EDIT: The factor involved [difference between the 2 cases] is r! where r is number of cards, since it's the factor that is the difference between (n choose r) = n!/(r! * (n-r)!) [number of ways to choose r objects from a set of n] and (n permute r) = n!/(n-r)! [number of ways to arrange r objects in order from a set of n]. Reasons: Pascal's Triangle, in which the r-th entry in the n-th row is (n choose r). There are many interesting things about Pascal's triangle, try colouring in the odd numbers in the triangle and removing the even ones and see what pattern emerges ;)
Which implies to me that all cards that you mulligan go back into the pool to draw from.
It does not come back to your hand in the mulligan phase, it comes back the first turn when you draw the first card. The cards you mulligan are added to the deck once the replacements are received.
In terms of what would happen in a real life card game, it works like this:
Look at your opening hand.
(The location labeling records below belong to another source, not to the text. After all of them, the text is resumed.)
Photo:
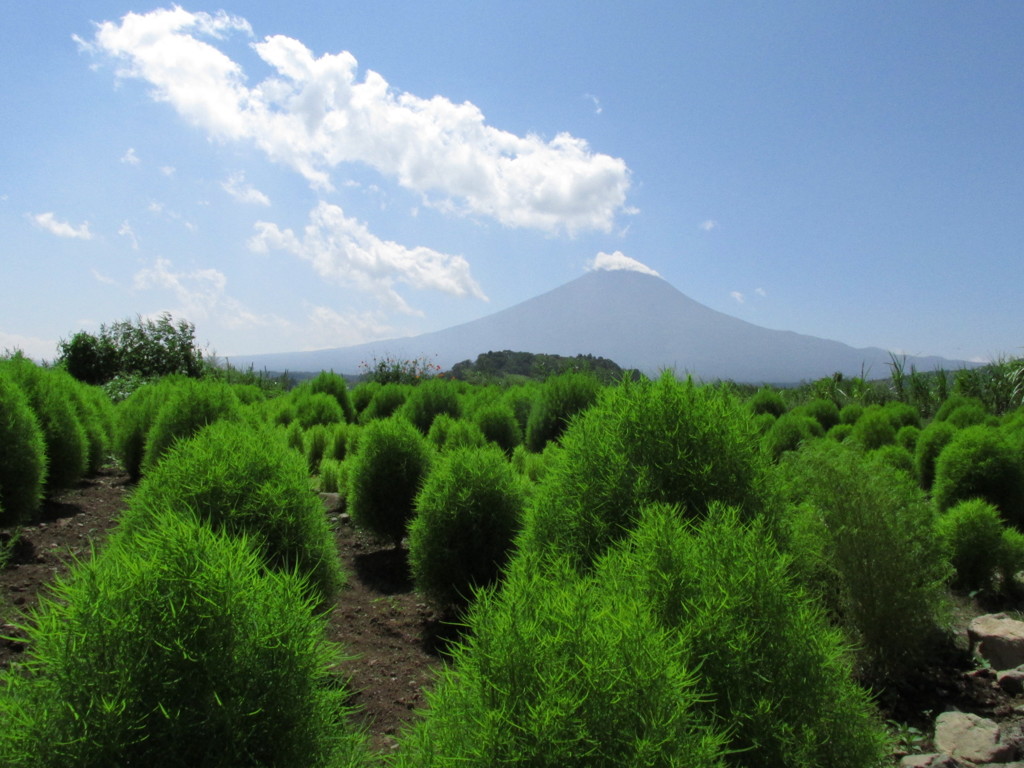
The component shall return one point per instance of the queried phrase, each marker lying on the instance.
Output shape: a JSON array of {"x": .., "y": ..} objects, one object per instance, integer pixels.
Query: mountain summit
[{"x": 638, "y": 321}]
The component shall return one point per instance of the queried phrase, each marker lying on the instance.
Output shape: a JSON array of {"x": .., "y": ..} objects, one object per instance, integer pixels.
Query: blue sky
[{"x": 317, "y": 174}]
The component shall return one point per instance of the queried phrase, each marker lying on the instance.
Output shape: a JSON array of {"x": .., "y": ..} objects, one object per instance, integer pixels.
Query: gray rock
[
  {"x": 971, "y": 737},
  {"x": 998, "y": 639}
]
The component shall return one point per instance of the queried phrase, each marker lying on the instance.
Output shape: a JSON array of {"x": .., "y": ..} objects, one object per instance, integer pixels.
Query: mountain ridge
[{"x": 638, "y": 321}]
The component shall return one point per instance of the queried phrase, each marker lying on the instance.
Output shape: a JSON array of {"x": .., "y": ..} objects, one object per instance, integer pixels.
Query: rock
[
  {"x": 971, "y": 737},
  {"x": 998, "y": 639}
]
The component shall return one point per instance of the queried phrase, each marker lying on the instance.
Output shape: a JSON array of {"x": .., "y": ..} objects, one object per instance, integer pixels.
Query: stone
[
  {"x": 970, "y": 737},
  {"x": 998, "y": 639}
]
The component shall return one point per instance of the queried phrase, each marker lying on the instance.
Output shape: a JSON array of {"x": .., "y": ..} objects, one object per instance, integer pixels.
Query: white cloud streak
[
  {"x": 314, "y": 115},
  {"x": 236, "y": 186},
  {"x": 619, "y": 260},
  {"x": 343, "y": 250},
  {"x": 53, "y": 225}
]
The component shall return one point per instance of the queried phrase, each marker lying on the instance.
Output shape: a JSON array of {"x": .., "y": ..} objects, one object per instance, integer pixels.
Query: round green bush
[
  {"x": 767, "y": 400},
  {"x": 498, "y": 423},
  {"x": 873, "y": 428},
  {"x": 246, "y": 482},
  {"x": 467, "y": 515},
  {"x": 642, "y": 442},
  {"x": 178, "y": 650},
  {"x": 385, "y": 475},
  {"x": 189, "y": 407},
  {"x": 971, "y": 534},
  {"x": 930, "y": 443},
  {"x": 558, "y": 399},
  {"x": 23, "y": 457},
  {"x": 979, "y": 462}
]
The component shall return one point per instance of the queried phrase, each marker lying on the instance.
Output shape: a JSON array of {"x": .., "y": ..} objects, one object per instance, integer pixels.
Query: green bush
[
  {"x": 870, "y": 536},
  {"x": 930, "y": 443},
  {"x": 177, "y": 650},
  {"x": 557, "y": 400},
  {"x": 499, "y": 425},
  {"x": 767, "y": 400},
  {"x": 557, "y": 671},
  {"x": 979, "y": 462},
  {"x": 772, "y": 667},
  {"x": 65, "y": 437},
  {"x": 247, "y": 482},
  {"x": 429, "y": 399},
  {"x": 971, "y": 534},
  {"x": 467, "y": 514},
  {"x": 873, "y": 429},
  {"x": 644, "y": 441},
  {"x": 385, "y": 475},
  {"x": 188, "y": 408},
  {"x": 23, "y": 456}
]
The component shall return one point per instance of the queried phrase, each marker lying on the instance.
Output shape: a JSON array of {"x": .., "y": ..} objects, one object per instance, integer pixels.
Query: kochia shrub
[
  {"x": 558, "y": 399},
  {"x": 23, "y": 456},
  {"x": 467, "y": 515},
  {"x": 971, "y": 534},
  {"x": 979, "y": 462},
  {"x": 244, "y": 481},
  {"x": 642, "y": 442},
  {"x": 867, "y": 531},
  {"x": 385, "y": 474},
  {"x": 558, "y": 671},
  {"x": 772, "y": 667},
  {"x": 176, "y": 650}
]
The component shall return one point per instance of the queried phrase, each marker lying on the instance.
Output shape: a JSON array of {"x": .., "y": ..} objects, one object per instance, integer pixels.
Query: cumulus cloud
[
  {"x": 619, "y": 260},
  {"x": 314, "y": 114},
  {"x": 343, "y": 250},
  {"x": 201, "y": 294},
  {"x": 236, "y": 186},
  {"x": 53, "y": 225}
]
Place cards you don't want to one side and then draw the same number from the deck.
Then, shuffle the cards you set aside into the deck.
Begin turn 1 and immediately draw a card.
If as you say it is often the case you throw back a legendary and get it back, it should be simple to find a video of this occurring.
EDIT: MtG does not work like that. In MtG you shuffle your entire hand back into the deck and draw a new one (with one less card unless you had 0 lands or all lands I think).
Speed up the scientific process by making a highlander deck (all 1-ofs). Always mulligan everything. Play the innkeeper and concede after the mulligan.
If the cards were available in the mulligan pool, then if you go 1st the chance to get one of them back would then be 3/30 or 10%. Going 2nd and mulligan everything the chance is 4/30 ~= 13.33%. Those odds are pretty good.
I suspect you'll be waiting a long time for a positive result though ;)
What will happen though is you draw one of the cards you threw away turn 1. Since you threw them all away the probability of getting one back immediately is 3/27 = 1/9 ~= 11.11% when going first or 4/26 ~= 15.38% when going 2nd.
EDIT Never mind. I am wrong on this one I think.